Friday, March 5, 2021
Here are pearls and takeaways from the session:
- Rheum-Oncology is a specialty within rheumatology that studies, researches, and provides clinical care to patients with overlapping rheumatic and oncologic disease. This includes:
- Patients with chronic rheumatic disease and cancer.
- Patients with paraneoplastic rheumatic disease.
- Patients with cancer who develop rheumatic symptoms secondary to oncologic therapy
- Patients with cancer who develop rheumatic immune-related adverse events (rIRAEs) from immune checkpoint inhibitors.
- Connective Tissues Disease- associated ILD (CTD-ILD) can be found in many rheumatic diseases and is associated with an increased risk of lung cancer. Smoking cessation and screening for lung cancer are important for patients with CTD-ILD.
- There is a higher prevalence of HPV in patients with Systemic Lupus Erythematosus (SLE) and subsequently increased risk of cervical cancer and other HPV-associated cancers. Educating patients with SLE about this risk, vaccination against HPV, and age-appropriate cervical cancer screening are important interventions.

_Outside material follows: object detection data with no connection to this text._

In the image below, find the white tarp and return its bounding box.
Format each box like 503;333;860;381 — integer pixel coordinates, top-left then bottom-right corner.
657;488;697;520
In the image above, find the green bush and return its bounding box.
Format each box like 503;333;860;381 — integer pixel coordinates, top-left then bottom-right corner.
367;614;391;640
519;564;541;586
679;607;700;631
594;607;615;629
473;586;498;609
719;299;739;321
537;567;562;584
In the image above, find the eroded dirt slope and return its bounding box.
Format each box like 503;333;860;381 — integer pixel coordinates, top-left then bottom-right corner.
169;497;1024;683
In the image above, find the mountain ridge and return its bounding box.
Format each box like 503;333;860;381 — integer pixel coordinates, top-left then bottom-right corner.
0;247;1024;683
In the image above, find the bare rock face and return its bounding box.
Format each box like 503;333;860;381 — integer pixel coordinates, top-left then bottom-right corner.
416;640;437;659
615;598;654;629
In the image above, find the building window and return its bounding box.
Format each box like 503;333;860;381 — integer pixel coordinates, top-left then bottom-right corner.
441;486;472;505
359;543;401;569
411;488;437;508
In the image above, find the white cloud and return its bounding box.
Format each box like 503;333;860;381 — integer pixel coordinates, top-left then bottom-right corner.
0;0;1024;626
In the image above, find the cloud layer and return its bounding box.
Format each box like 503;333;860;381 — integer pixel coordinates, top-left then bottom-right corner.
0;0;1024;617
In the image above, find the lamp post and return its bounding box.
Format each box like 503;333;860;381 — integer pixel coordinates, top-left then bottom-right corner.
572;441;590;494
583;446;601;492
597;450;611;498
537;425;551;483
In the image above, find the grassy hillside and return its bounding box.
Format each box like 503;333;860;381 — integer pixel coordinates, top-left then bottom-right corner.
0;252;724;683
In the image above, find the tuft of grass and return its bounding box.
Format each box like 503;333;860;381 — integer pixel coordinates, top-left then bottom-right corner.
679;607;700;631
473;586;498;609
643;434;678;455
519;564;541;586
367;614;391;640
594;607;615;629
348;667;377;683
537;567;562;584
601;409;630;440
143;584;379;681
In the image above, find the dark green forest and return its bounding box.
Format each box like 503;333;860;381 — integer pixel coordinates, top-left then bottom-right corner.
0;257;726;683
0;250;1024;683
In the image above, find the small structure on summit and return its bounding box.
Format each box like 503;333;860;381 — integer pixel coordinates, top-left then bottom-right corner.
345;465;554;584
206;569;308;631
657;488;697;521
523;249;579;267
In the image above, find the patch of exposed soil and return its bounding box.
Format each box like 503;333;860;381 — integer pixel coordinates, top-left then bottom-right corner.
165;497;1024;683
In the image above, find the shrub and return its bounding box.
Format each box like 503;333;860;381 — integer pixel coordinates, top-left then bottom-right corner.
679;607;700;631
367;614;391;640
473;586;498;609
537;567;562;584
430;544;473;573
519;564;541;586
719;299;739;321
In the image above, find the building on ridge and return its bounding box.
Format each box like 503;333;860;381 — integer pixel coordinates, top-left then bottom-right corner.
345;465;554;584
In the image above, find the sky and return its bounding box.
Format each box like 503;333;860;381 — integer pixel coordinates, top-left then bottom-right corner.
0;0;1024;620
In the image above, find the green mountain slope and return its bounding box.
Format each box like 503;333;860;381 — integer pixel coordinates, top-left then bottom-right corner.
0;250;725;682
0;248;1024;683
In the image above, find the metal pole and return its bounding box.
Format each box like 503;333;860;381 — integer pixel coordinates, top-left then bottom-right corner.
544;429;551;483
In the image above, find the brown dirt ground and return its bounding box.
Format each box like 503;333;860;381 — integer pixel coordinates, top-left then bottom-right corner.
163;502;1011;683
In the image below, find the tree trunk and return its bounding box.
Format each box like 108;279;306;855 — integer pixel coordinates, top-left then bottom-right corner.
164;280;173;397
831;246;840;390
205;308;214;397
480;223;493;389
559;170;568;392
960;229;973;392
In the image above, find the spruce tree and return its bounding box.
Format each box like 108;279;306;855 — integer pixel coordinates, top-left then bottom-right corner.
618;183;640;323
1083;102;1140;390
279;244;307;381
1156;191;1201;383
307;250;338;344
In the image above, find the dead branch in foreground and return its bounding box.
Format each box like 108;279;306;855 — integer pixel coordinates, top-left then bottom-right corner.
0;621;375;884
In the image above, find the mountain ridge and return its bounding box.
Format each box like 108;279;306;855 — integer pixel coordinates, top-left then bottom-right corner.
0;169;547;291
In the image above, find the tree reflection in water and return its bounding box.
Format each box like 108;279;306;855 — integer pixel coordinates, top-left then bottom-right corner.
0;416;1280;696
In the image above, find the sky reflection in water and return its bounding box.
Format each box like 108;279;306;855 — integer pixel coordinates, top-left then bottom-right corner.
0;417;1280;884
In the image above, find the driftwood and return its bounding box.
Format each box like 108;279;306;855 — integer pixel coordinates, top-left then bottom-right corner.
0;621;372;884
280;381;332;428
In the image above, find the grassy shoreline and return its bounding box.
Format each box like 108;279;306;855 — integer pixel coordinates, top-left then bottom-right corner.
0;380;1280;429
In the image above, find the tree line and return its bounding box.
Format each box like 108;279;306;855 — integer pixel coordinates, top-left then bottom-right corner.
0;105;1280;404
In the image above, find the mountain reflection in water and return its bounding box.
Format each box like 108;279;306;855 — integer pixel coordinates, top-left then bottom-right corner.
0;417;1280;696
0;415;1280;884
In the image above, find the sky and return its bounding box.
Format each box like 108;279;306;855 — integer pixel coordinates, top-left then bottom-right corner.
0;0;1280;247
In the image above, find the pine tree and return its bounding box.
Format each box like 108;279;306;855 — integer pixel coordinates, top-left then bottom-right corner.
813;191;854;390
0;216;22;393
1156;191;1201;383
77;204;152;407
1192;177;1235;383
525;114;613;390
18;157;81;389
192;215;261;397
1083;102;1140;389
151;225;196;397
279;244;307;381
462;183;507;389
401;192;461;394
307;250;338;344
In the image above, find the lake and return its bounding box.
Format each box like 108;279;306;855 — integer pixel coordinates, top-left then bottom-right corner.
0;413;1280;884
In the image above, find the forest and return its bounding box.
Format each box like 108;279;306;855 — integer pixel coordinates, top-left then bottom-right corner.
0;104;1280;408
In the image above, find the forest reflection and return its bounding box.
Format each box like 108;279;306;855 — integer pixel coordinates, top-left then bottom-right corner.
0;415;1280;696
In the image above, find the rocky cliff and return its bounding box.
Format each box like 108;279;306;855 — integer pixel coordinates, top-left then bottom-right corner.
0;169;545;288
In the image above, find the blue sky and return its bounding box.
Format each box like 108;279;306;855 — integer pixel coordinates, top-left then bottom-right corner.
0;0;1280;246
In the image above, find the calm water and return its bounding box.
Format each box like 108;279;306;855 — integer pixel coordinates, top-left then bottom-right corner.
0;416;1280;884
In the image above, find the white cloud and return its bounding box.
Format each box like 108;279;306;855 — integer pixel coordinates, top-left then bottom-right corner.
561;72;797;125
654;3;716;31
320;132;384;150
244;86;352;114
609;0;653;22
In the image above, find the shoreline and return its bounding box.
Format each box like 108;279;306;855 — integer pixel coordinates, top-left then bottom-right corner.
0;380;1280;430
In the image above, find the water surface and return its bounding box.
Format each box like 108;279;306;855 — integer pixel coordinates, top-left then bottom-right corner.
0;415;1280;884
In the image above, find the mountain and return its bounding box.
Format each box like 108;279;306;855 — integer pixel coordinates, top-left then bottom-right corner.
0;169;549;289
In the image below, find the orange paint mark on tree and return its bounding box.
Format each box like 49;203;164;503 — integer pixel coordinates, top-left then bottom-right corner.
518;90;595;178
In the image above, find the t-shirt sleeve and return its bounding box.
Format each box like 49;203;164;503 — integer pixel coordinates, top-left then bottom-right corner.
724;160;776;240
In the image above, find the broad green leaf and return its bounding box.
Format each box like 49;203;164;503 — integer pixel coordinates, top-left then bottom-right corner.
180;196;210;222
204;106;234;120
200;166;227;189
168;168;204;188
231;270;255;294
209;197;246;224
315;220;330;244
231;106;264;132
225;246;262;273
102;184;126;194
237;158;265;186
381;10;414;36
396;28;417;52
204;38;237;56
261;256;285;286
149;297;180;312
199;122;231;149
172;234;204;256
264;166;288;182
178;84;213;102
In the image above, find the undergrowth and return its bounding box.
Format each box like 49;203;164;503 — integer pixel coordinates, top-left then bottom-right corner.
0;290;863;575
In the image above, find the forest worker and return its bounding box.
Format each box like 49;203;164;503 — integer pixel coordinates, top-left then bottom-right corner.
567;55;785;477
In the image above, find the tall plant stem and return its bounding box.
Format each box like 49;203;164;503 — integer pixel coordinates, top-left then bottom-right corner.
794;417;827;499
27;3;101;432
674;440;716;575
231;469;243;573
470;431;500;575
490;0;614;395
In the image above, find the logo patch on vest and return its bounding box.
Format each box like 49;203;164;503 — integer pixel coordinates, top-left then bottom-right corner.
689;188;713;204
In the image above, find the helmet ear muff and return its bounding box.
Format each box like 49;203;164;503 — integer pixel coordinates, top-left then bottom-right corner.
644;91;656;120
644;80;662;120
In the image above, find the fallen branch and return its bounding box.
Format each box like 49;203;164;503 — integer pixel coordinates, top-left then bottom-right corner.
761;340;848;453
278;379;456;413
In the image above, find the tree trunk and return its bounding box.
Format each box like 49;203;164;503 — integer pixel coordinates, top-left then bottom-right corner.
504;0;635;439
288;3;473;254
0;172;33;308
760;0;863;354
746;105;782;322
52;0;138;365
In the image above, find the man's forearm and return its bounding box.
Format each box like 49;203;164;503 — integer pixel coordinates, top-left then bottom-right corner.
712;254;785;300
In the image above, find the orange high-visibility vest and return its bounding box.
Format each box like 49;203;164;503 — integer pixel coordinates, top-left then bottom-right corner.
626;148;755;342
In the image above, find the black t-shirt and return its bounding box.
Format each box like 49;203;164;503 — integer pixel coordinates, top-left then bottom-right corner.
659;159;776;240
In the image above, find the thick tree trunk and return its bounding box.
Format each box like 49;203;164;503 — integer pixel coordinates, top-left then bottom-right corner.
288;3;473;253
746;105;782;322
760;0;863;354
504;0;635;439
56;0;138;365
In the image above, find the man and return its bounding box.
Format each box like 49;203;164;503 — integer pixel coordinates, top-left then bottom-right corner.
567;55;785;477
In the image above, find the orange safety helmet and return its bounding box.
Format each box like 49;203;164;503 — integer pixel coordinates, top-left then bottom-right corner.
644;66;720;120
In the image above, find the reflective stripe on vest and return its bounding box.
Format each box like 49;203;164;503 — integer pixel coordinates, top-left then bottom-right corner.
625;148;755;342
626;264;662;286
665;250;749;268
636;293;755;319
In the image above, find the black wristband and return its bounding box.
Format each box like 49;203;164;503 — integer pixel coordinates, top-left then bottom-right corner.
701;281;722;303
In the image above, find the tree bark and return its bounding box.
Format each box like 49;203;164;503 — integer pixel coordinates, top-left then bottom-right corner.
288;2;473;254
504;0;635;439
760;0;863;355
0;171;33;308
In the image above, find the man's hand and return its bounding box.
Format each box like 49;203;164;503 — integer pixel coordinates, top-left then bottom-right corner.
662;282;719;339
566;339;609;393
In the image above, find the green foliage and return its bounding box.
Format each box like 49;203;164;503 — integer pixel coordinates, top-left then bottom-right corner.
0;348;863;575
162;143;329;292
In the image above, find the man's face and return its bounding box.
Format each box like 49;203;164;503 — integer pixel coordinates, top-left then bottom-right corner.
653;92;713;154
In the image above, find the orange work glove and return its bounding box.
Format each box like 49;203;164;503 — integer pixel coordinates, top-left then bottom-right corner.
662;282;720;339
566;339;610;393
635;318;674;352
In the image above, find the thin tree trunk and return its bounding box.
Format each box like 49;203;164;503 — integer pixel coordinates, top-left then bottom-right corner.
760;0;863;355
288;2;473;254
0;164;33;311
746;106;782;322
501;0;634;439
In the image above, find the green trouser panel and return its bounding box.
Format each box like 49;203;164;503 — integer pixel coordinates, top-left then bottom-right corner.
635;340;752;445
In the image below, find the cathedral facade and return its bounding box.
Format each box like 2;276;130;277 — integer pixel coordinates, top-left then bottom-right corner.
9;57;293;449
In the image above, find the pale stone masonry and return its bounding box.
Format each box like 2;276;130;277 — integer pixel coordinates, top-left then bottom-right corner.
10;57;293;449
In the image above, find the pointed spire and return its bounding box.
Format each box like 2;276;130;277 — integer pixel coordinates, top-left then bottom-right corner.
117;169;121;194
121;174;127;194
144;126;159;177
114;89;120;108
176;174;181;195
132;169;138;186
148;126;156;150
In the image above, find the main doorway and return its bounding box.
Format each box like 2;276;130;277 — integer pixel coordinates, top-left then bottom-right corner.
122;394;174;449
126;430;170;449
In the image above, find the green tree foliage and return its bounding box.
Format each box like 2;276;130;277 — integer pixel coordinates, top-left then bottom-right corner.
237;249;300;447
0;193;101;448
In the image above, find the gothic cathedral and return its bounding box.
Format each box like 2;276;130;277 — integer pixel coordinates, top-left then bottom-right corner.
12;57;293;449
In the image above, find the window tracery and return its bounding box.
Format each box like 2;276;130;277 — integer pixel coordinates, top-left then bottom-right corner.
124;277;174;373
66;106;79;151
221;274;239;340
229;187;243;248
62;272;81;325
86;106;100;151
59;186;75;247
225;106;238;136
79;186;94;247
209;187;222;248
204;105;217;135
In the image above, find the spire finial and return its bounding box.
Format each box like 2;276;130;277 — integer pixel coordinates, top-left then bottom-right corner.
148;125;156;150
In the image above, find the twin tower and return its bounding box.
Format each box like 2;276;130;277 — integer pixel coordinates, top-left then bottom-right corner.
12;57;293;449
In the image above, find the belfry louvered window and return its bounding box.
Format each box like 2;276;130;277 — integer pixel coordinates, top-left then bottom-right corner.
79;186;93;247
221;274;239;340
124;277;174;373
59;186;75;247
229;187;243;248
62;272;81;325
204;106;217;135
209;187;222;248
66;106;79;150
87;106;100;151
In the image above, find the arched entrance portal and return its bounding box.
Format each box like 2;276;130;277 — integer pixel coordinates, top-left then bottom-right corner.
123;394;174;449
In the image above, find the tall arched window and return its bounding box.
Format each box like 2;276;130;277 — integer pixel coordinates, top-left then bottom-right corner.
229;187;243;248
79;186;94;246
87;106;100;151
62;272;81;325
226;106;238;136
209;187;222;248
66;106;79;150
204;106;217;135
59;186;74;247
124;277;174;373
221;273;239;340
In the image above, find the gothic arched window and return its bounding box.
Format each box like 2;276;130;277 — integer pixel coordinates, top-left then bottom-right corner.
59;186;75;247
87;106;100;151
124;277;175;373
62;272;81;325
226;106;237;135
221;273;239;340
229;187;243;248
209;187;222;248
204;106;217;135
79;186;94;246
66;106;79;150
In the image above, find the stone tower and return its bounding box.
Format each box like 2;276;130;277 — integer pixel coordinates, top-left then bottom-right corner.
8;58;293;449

- Patients with Sjӧgren's Syndrome are at increased risk (~2.7-9.8%) of developing non-Hodgkin lymphoma. To maximize early detection of lymphoma in these patients, providers including PCPs can do thorough head and neck exams, biopsy concerning findings, and encourage patients to report symptoms concerning for lymphadenopathy.
- In patients with new onset rheumatologic disease, this may indicate new-onset cancer. Ensure patients with new rheumatic diseases are up to date on age-appropriate cancer screenings and consider screening for disease-specific associated malignancies.